The Lambda Variant of COVID-19 could very well be a step up from the current Delta Variant, suspected of causing a change in transmissibility or causing more severe disease.
However, it is still under investigation. Lab studies show it has mutations that resist vaccine-induced antibodies.
- The Lambda variant has attracted attention as a potential new threat in the development of the COVID-19 pandemic
- The Lambda variant of the coronavirus, first identified in Peru in December, maybe receding, but also has the chance of causing more severe disease if not stopped. Cases had been found in Texas and South Carolina, and in 81% of the cases found in Peru.
- The Lambda variant has mutations that resist vaccine.
Two mutations in the Lambda variant—T76I and L452Q—make it more infectious than the COVID variant that swept through the world in 2020
The conclusions of the study matched findings by a team in Chile that found the variant might also evade vaccine antibodies, Chile Infection Control reported.

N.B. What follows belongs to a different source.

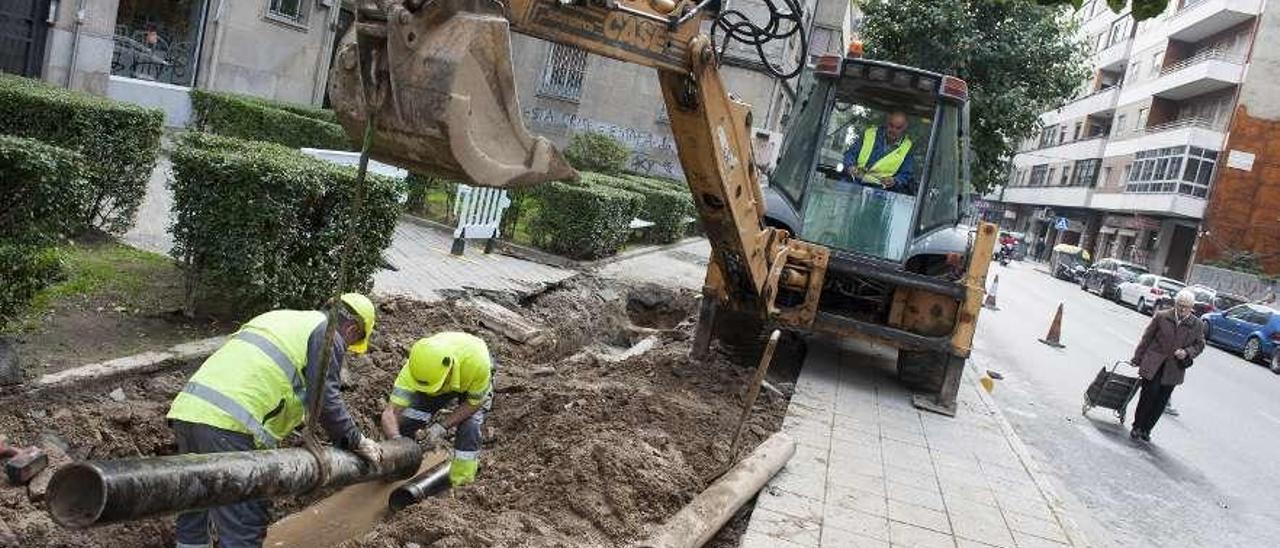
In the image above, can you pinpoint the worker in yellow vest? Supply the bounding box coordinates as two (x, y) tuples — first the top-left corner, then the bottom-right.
(381, 332), (494, 487)
(168, 293), (381, 548)
(844, 110), (915, 195)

This report has not yet been reviewed by peers.
A COVID-19 variant that proves to be resistant to vaccines keeps medical experts, public health officials, and health care professionals on the frontlines of the COVID-19 pandemic up at night.
What is the Lambda variant according to a study from Chile?

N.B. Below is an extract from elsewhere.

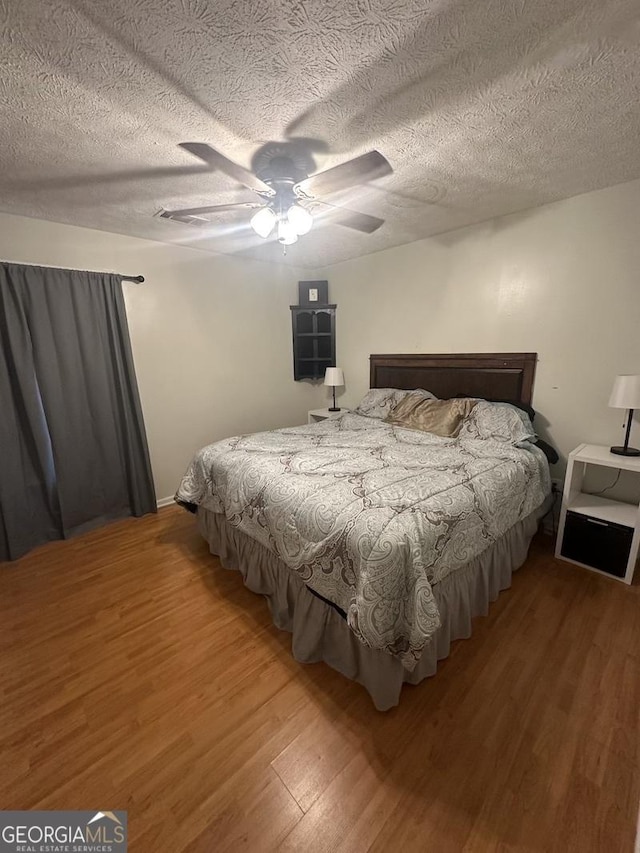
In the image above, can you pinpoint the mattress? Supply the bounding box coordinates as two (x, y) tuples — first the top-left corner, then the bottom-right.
(176, 413), (550, 672)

Background The newly described SARS-CoV-2 lineage C.37 was recently classified as a variant of interest by the WHO (Lambda variant) based on its high circulation rates in South American countries and the presence of critical mutations in the spike protein. The impact of such mutations in infectivity and immune escape from neutralizing antibodies is entirely unknown.
Methods We performed a pseudotyped virus neutralization assay and determined the impact of the Lambda variant on infectivity and immune escape using plasma samples from healthcare workers (HCW) from two centers in Santiago, Chile who received the two-doses scheme of the inactivated virus vaccine CoronaVac.
Results:
We observed increased infectivity mediated by the Lambda spike protein that was even higher than that of the D614G (lineage B) or the Alpha and Gamma variants. Compared to the Wild type (lineage A), neutralization was decreased by 3.05-fold for the Lambda variant while it was 2.33-fold for the Gamma variant and 2.03-fold for the Alpha variant.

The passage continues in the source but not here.